Again, this is incredibly rare, but it is linked with extreme abuse of LSD, which could point towards the potential for LSD to have some serious long-term consequences. The risk of HPPD increases if LSD or other psychedelics are used irresponsibly or if the individual has a higher risk of psychiatric disorders such as schizophrenia or psychosis. 

LSD has been around since the 1960s and has been used by hundreds of millions of people throughout the years. 

Related: Does LSD Cause Brain Damage?

What Are the Potential Long-Term Benefits of LSD?

Studies have shown that many people experience a positive behavioral change after taking LSD, noticeable enough to feel more satisfied in their lives or just generally have a better mood and outlook on the world around them [6].

This isn’t to say that they have become different people — instead, people often cite a general feeling of more awareness of themselves, as well as increased connectivity to society and the world around them.

There is also an association of increased creativity surrounding LSD, which likely explains why so many artists and musicians, especially within the psychedelic rock genre, are frequently associated with taking it.

Whether this change in feeling manifests itself as an increase in spiritualism or just a change in outlook regarding their lives, many people, from Bill Gates to the great Aldous Huxley, report that taking LSD was the best thing they ever did.

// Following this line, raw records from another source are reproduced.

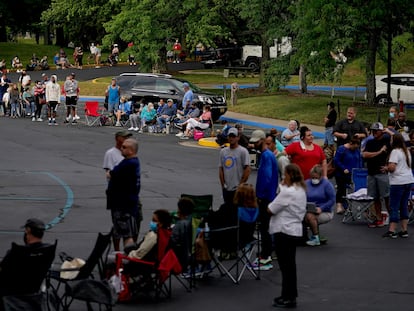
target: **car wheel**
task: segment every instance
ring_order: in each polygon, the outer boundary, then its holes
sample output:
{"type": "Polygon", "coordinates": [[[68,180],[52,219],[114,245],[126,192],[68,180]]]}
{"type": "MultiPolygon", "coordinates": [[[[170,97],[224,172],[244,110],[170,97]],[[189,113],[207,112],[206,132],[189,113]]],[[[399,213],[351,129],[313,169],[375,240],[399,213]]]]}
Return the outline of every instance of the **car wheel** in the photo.
{"type": "Polygon", "coordinates": [[[375,98],[375,103],[378,106],[386,106],[386,105],[392,105],[392,98],[391,97],[387,97],[386,94],[381,94],[378,95],[377,98],[375,98]]]}
{"type": "Polygon", "coordinates": [[[247,67],[250,68],[252,70],[252,72],[259,72],[260,71],[260,67],[259,64],[251,61],[247,64],[247,67]]]}

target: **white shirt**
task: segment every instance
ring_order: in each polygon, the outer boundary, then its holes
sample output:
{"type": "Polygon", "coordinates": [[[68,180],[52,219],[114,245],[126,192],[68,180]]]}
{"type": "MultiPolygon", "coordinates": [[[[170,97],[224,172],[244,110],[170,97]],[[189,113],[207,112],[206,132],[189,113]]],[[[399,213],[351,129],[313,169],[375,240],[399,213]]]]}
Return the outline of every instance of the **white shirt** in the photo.
{"type": "Polygon", "coordinates": [[[282,232],[302,236],[302,220],[306,214],[306,191],[300,186],[280,185],[280,192],[268,206],[272,212],[269,233],[282,232]]]}
{"type": "MultiPolygon", "coordinates": [[[[411,164],[411,155],[408,151],[408,163],[411,164]]],[[[406,185],[414,183],[411,167],[407,165],[404,151],[402,149],[393,149],[390,154],[389,163],[395,163],[395,171],[388,174],[390,185],[406,185]]]]}
{"type": "Polygon", "coordinates": [[[103,168],[112,171],[123,159],[124,156],[122,155],[121,150],[112,147],[105,152],[103,168]]]}

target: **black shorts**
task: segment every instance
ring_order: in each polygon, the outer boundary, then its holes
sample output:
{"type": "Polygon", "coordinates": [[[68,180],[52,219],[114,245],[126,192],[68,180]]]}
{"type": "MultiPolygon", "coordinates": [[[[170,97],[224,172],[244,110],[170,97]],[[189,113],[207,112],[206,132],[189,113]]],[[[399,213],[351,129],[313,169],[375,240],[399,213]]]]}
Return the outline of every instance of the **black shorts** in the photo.
{"type": "Polygon", "coordinates": [[[56,111],[56,107],[57,107],[57,105],[58,105],[58,102],[56,102],[56,101],[50,101],[50,102],[48,103],[49,109],[50,109],[51,111],[56,111]]]}
{"type": "Polygon", "coordinates": [[[66,106],[76,107],[78,103],[78,98],[76,96],[66,96],[66,106]]]}
{"type": "Polygon", "coordinates": [[[117,210],[112,210],[111,214],[115,238],[132,238],[138,235],[137,221],[134,216],[117,210]]]}

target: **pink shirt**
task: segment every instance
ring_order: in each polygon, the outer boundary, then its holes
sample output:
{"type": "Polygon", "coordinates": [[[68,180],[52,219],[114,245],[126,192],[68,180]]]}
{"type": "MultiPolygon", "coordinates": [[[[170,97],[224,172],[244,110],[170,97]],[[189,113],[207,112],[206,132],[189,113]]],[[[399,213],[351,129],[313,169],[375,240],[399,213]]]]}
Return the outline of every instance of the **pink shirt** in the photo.
{"type": "Polygon", "coordinates": [[[316,164],[322,164],[326,157],[320,146],[313,144],[313,150],[307,150],[301,143],[301,141],[291,143],[286,147],[285,152],[289,155],[290,161],[299,166],[306,180],[310,177],[311,168],[316,164]]]}

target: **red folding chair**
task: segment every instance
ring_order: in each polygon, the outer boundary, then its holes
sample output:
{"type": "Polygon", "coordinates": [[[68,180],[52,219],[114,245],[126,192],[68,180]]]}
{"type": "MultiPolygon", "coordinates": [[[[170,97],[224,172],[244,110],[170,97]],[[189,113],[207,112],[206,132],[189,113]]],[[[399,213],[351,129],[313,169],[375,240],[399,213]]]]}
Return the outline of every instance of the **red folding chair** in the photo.
{"type": "Polygon", "coordinates": [[[102,116],[102,113],[99,112],[99,102],[85,102],[85,119],[88,126],[94,126],[95,124],[101,126],[100,120],[102,116]]]}

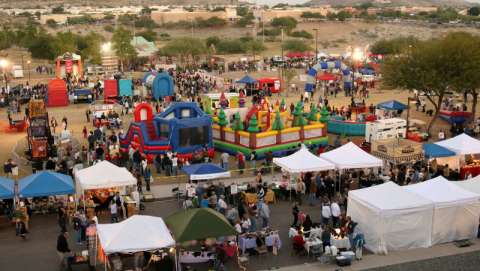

It doesn’t happen to everyone, but LSD can be not only enjoyable to take in the moment but also helpful in developing you as a person in the long term.

Final Thoughts: Is It Safe To Take LSD?

It’s so difficult to really say whether or not any particular substance is safe for an individual because everyone has different levels of risk tolerance. On top of that, not everyone is capable of handling the effects of LSD, to begin with.

While studies have shown LSD to be safe for most people, there is always the risk of developing long-term negative side effects [7].

The most concerning long-term side effect of any psychedelic is HPPD — which involves recurrent visual hallucinations lasting several months or years. 

The best thing to do is to make sure only ever to take LSD in a safe, supportive space, surrounded by people you love and care about. Never take LSD if you or a direct family member suffers from psychosis, schizophrenia, or other psychiatric disorders. 


  1. Yockey, R. A., Vidourek, R. A., & King, K. A. (2020). Trends in LSD use among US adults: 2015–2018. Drug and alcohol dependence, 212, 108071.
  2.  Fuentes, J. J., Fonseca, F., Elices, M., Farré, M., & Torrens, M. (2020). Therapeutic use of LSD in psychiatry: a systematic review of randomized controlled clinical trials. Frontiers in psychiatry, 10, 943.
  3. Preller, K. H., Razi, A., Zeidman, P., Stämpfli, P., Friston, K. J., & Vollenweider, F. X. (2019). Effective connectivity changes in LSD-induced altered states of consciousness in humans. Proceedings of the National Academy of Sciences, 116(7), 2743-2748.
  4. Nichols, D. E. (2004). Hallucinogens. Pharmacology & Therapeutics, 101(2), 131-181.
  5. Hermle, L., Simon, M., Ruchsow, M., & Geppert, M. (2012). Hallucinogen-persisting perception disorder. Therapeutic advances in psychopharmacology, 2(5), 199-205.
  6. Schmid, Y., & Liechti, M. E. (2018). Long-lasting subjective effects of LSD in normal subjects. Psychopharmacology, 235(2), 535-545.
  7. Carhart-Harris, R. L., Kaelen, M., Bolstridge, M., Williams, T. M., Williams, L. T., Underwood, R., … & Nutt, D. J. (2016). The paradoxical psychological effects of lysergic acid diethylamide (LSD). Psychological medicine, 46(7), 1379-1390.
  8. Titeler, M., Lyon, R. A., & Glennon, R. A. (1988). Radioligand binding evidence implicates the brain 5-HT2 receptor as a site of action for LSD and phenylisopropylamine hallucinogens. Psychopharmacology, 94(2), 213-216.
  9. Seeman, P., Ko, F., & Tallerico, T. (2005). Dopamine receptor contribution to the action of PCP, LSD, and ketamine psychotomimetics. Molecular psychiatry, 10(9), 877-883.